Bir vatandaş cep telefonuyla avukatını arıyor… Ve ona soruyor:
- Avukat Bey, bu ay bana 5 bin lira doğal gaz faturası geldi acaba bunu hapis cezasına çevirebilir miyiz?
CUMARTESİ DRAMI
Cumartesi Anneleri bu hafta Galatasaray Meydanı’nda 1039’uncu buluşmalarında Murat Yıldız’ın akıbetini sormuşlar...
Murat 1995 yılında karakola teslim oluyor. Kendisinden üç gün haber alınamayınca annesi Hanife Yıldız polise gidiyor. Önce sorularına cevap alamıyor. Israr edince yetkililer:
“Murat’ın Emniyet ifadesinde silahı Kartal’da sakladığını söylediği için İstanbul’a gönderdiklerini, yolda feribottan denize atlayarak kaçtığını, tüm aramalara rağmen bulunamadığını” söylüyorlar...
Murat Yıldız 30 yıldır kayıp...
Ancak çocuk sahibi olanlar anlayabilir bu ananın acısını...
Nevin Alpar Hanım bu hanımın acılarına tercüman olmuş:
“Her kapı çalındığında o ananın yüreği hop eder, umudunu kesemez insan, bir gün çıkıp gelir mi diye bekler durur! Öldüğünü bilsen en azından kabri başında ağlarsın dua edersin… Ama ne olduğunu bilmemek ölüm acısından daha da acı.”
FUTBOL ÇÖPLÜĞÜ...
Hollanda’nın AZ Alkmaar takımı geçen hafta GS’ı ezdi geçti.
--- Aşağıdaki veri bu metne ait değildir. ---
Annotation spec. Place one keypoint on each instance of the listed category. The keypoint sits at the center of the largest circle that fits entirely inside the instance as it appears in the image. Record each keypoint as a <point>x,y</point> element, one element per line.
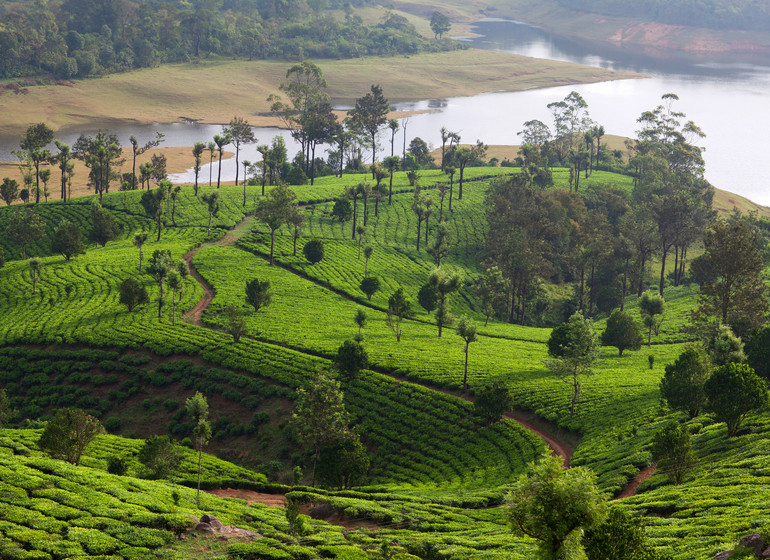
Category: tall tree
<point>275,209</point>
<point>320,417</point>
<point>240,132</point>
<point>197,408</point>
<point>198,149</point>
<point>221,140</point>
<point>731,277</point>
<point>138,149</point>
<point>370,114</point>
<point>24,227</point>
<point>573,350</point>
<point>554,506</point>
<point>33,143</point>
<point>467,331</point>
Daha önce de FB’yi yenmişlerdi.
Yaş ortalaması 21 olan bir takım bu.
Sağ açıkları Poku GS’ın sol tarafını felç etti.
Değerine baktık; 1,50 milyon euroymuş.
GS’da ise 8 - 10 milyon eurodan aşağı futbolcu yoktu.
Ama hepsi nal topladı.
Onlar nasıl ucuza futbolcu buluyor da bizim kulüpler 8 - 10 milyona iyi adam bulamıyor?
Basit bir sırrı var bu işin...
1.Avrupa kulüpleri alt yapıdan futbolcu yetiştiriyor.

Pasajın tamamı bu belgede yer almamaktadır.